The Future of Leader Lists – Community Rated, Networked, Semantically Analyzed
In coming years we may expect our online individual and organizational leader lists, maps, and dashboards to be community rated, to update in real-time, and to be stratifiable by country, industry, method, skill set, and many other variables. Given current IT and big data trends, we might see good reputation-based Foresight Leader Lists emerge on business social networking and rating sites later this decade. LinkedIn’s recent addition of crowd-rated skills (here are the 25 most-hired LinkedIn skills of 2013) is a small but important step in this direction. As our public lists get better, and both their job-finding benefit and their validation criteria get more rigorous, we can expect coaching services that will help each of us get better at getting onto and growing our ratings on the particular lists we care about.

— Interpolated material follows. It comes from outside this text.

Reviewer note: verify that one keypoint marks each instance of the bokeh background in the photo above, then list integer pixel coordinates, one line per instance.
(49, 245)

Web leader lists increasingly use network analysis and semantic analysis, and the better ones make their results and methodologies accessible to public inspection and critique. Google’s Knowledge Graph is a leading initiative in this space. Web intelligence platforms like Recorded Future are also among the current state of the art, but they are private, not public, and they cover only certain large industries at present. Fortunately software for scraping web databases and doing simple network and semantic analysis and visualization is now available for those who want to do it themselves. For a great intro to those techniques, see futurist Ross Dawson’s book, Living Networks (2008).
As an example of this work, Ross recently did a network analysis of relationships between 202 futurists he follows on Twitter. Using two software tools called NodeXL (for network analysis) and Gephi (for visualization), he mapped authority (e.g., how often someone’s tweet is favorited or retweeted by others in the network), visually represented below by the size of each node, and centrality (who is connected to who else in the network, represented by the color of each node). Both variables give rough indications of how each person relates to others in the network, either in the small network or the network of all Twitter users, depending on the analysis. This analysis (see picture below) gives Ross social information on a community that he cares about, and when he shares it publicly, we all benefit. Perhaps these tools could be useful to you as well.